Mediation

 

Außergerichtliche Streitbeilegung

Konflikte des Wirtschaftslebens sind komplex und mit Risiken vielfältiger Art verbunden. Außergerichtliche Streitbeilegung in Form des geordneten Mediationsverfahrens eröffnet die Möglichkeit ressourcenbewusster Auflösung und bietet eine Reihe geschäftsrelevanter Vorteile gegenüber dem traditionellen Gerichtsverfahren – für einen anhaltenden Rechtsfrieden.

Vorteile der Mediation

 

Entscheiden auf Grundlage der eigenen Kompetenzen und Interessen – im Konflikt wie im alltäglichen Wirtschaftsleben essenziell und möglich.
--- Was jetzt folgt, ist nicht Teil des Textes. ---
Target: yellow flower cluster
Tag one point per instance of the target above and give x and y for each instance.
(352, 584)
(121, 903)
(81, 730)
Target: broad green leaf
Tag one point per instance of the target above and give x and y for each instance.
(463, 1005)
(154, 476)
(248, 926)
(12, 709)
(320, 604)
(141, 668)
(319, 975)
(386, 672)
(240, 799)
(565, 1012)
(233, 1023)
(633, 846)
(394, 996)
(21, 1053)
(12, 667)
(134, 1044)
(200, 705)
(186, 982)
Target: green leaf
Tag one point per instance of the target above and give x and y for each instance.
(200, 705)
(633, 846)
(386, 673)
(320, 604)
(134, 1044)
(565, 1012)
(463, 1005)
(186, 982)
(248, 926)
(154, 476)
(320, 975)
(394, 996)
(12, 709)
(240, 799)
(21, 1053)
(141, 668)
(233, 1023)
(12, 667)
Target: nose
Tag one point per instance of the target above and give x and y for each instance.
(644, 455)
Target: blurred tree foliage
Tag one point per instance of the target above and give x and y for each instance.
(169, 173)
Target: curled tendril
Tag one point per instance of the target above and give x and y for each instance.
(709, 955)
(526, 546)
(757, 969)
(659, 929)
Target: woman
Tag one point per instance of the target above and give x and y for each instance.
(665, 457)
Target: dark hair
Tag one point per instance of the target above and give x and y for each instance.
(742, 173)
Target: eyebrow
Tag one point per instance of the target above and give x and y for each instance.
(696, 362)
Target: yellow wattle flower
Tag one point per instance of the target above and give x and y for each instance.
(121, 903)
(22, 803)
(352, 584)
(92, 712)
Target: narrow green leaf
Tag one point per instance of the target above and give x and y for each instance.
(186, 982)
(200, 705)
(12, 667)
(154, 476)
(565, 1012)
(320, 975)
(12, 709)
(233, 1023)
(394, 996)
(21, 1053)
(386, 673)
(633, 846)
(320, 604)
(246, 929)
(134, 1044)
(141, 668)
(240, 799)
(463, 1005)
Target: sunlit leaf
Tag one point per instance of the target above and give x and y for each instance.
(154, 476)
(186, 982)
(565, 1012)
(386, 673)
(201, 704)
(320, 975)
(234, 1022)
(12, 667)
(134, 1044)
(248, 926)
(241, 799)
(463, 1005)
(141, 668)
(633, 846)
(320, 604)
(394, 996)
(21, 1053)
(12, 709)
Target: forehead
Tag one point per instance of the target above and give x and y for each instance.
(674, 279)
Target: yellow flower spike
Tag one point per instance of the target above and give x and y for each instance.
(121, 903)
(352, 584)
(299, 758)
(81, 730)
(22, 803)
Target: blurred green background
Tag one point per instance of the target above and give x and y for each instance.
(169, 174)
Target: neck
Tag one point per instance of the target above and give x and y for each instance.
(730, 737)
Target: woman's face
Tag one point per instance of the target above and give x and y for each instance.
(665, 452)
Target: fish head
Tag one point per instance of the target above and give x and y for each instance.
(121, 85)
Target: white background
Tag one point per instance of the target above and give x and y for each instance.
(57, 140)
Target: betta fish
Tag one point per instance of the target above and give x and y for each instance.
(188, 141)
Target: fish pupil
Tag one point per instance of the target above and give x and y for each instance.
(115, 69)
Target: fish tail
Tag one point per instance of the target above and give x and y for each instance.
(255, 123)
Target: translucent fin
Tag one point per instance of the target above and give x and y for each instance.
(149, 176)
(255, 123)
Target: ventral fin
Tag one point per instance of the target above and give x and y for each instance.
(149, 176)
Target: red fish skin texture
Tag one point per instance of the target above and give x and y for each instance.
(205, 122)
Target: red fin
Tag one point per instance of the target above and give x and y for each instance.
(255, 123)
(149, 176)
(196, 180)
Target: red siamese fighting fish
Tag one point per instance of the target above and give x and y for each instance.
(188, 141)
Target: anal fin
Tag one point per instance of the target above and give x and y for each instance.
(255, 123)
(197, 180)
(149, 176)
Eine sinnvolle und tragfähige Konfliktlösung berücksichtigt dabei die gesamte Klaviatur wirtschatlicher, unternehmerischer und persönlicher Erwägungen. Wirtschaftsmediation als modernes außergerichtliches Verfahren zur nachhaltigen Streitbeilegung ermöglicht die souveräne, effiziente und effektive Auflösung geschäftlicher Interessenskonflikte. 

Souverän.

Im Mediationsverfahren werden Lösungen erschaffen, statt in fremde Hand abgegeben – die unternehmerische Entscheidungskompetenz der Beteiligten bleibt gewahrt.

Effizient.

Die selbstbestimmte Auflösung der Kontroverse bietet häufig  zeit- und kostenorientierte Vorteile. Auch Beziehungs- und Imageverluste können bestmöglich reduziert werden.

Effektiv.

Die Mediation dient weniger der Beurteilung vergangener Ereignisse, sie konzentriert sich vielmehr auf die Kreation zukunftsorientierter und tragfähiger Lösungen.

Mediationsprozess

Ob vorbeugend oder im Eskalationsfall, kurz vor oder inmitten eines staatlichen Gerichtsprozesses – der Eintritt in die Mediationsverhandlung ist zu jeder Zeit möglich und gewinnbringend. Ich begleite Sie als Verfahrensleitung über die gefundene Vereinbarung hinaus bis hin zu deren Umsetzung.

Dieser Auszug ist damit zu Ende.